IDENTIFIKASI EFEK TERAPI OKSGIGEN HIPERBARIK PADA LUKA KRONIK :  A SYSTEMATIC REVIEW

Authors

  • Heni Selvia Akademi Kesehatan Konawe Author

DOI:

https://doi.org/10.5281/x22d9m30

Keywords:

Hyperbaric Oxygen Therapy, Luka Kronik

Abstract

Latar Belakang: Kasus luka kronik terus meningkat dan menyebabkan peningkatan jumlah penderita pada masing-masing kelompok luka kronik. Jenis luka kronik yaitu luka kaki diabetik, luka vena, luka tekan atau dekubitus, luka abses dan luka arteri. Jika luka kronik tidak segera ditangani maka akan menyebabkan komplikasi lanjut yang berakibat pada amputasi ekstremitas. Pasien dengan luka kronik memerlukan strategi penanganan yang serius dalam upaya penyembuhan.
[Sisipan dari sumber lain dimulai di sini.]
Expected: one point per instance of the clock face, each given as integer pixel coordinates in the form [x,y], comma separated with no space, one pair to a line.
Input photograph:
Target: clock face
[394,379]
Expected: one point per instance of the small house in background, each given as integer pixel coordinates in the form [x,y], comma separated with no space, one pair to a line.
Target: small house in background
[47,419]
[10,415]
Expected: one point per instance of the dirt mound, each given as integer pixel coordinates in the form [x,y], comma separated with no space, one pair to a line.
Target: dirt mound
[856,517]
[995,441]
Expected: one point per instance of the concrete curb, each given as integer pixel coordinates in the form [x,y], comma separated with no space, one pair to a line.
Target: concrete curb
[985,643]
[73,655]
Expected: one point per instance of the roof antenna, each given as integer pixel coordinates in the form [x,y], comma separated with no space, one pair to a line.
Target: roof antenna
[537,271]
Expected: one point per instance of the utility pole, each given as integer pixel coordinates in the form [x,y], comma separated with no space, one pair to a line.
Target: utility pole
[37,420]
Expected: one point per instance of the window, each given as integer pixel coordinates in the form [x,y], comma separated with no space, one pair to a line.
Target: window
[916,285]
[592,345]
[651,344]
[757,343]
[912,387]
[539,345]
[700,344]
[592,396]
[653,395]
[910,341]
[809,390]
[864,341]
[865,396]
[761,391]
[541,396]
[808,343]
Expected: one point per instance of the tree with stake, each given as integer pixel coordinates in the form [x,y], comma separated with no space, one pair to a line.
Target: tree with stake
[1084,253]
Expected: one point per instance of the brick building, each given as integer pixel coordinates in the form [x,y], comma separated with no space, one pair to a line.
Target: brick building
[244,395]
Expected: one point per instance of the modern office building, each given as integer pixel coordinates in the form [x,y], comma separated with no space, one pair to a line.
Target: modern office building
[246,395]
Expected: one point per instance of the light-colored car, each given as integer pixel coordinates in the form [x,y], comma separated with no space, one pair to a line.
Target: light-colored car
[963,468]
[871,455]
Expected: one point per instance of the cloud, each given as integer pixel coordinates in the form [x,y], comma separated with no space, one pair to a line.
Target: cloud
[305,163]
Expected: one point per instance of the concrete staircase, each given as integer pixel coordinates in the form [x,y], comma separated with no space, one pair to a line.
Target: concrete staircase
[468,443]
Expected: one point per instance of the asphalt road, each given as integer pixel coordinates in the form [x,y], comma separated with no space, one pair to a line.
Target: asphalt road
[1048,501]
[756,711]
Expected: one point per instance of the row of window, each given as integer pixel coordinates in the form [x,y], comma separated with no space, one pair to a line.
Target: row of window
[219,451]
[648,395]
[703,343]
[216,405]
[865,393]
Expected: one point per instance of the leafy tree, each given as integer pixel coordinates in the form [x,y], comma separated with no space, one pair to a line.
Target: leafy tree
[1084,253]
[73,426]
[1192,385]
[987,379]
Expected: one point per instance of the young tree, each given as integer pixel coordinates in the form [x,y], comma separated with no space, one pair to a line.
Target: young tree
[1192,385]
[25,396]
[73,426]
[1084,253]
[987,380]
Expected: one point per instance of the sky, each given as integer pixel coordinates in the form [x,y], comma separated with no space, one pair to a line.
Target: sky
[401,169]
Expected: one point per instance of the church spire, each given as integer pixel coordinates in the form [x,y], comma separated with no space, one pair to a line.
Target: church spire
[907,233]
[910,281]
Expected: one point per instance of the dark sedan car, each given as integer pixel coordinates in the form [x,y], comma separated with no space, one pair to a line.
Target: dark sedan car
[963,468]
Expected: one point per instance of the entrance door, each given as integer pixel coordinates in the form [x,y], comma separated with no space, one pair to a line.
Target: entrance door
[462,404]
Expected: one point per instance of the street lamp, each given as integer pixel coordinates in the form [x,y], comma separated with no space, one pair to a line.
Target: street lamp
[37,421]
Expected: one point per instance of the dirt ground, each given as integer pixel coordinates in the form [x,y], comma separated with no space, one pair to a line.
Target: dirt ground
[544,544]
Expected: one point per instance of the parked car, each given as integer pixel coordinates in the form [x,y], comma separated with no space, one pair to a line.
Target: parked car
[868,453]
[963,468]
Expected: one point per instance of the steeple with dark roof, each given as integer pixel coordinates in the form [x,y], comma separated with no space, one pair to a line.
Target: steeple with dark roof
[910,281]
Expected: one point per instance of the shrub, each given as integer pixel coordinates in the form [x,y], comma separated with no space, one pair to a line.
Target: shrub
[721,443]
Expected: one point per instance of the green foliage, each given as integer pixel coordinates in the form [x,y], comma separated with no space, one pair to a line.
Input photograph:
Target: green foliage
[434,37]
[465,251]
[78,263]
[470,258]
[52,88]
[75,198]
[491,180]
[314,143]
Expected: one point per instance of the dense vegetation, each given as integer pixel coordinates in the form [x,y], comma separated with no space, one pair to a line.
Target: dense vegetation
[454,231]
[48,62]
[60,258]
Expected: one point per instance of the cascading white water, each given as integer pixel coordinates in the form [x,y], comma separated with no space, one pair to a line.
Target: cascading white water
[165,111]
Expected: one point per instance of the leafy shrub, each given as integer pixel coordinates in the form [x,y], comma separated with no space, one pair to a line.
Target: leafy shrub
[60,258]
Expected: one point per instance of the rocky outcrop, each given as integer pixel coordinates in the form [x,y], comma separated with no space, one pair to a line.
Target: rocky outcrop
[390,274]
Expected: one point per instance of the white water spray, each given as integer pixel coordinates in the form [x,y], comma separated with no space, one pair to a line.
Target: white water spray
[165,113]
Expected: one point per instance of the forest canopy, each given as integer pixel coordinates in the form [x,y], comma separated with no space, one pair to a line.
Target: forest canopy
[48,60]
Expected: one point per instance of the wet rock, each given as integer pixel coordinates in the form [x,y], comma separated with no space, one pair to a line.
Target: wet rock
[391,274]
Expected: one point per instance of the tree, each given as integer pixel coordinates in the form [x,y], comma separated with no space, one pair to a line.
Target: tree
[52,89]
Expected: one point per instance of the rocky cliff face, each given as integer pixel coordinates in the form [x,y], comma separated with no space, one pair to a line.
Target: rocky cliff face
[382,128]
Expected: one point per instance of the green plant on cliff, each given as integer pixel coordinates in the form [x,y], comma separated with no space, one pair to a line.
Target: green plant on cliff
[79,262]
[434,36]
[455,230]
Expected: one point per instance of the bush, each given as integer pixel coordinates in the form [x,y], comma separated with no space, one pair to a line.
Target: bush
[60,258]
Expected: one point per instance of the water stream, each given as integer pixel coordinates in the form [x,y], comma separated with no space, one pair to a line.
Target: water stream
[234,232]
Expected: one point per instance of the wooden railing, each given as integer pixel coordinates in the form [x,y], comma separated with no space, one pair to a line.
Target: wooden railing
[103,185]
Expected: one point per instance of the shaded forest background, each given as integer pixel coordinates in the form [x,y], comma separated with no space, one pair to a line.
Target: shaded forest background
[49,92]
HBOT adalah terapi tambahan yang dapat diberikan pada pasien dengan indikasi luka kronik. Tujuan: Penelitian ini bertujuan untuk mengidentifikasi dan mengevaluasi efek positif terapi oksigen hiperbarik (HBOT) terhadap penyembuhan luka kronik dan efek negatif pada tubuh dari penggunaan HBOT. Metode: Penelitian ini menggunakan metode systematic review dengan 5 data base pencarian : Pubmed, Science Direct, ProQuest, Cochrane Library dengan rentang waktu 2015-2025 (10 tahun terakhir), didapatkan 6 artikel yang diinklusi. Hasil: Hasil penelitian menunjukan dari hasil tinjauan sistematis 6 artikel yang diinklusi, semua artikel melaporkan ada efek positif dan efek negatif dari HBOT. Efek positif yaitu mempercepat penyembuhan luka, mengurangi luas ukuran luka, mengurangi resiko kejadian amputasi, dan menghambat pertumbuhan jaringan abnormal, sedangkan efek negatif dari HBOT secara umum yaitu barotrauma, klaustrofobia, nyeri tekan, kejang, myopia, bahkan kematian. Kesimpulan: HBOT adalah terapi tambahan yang efektif membantu mempercepat penyembuhan luka. Akan tetapi efek negatif pada tubuh perlu dipertimbangkan. Sehingga diperlukan keahlian dan ketelitian terhadap penggunaan terapi untuk meminimalisir efek negatif.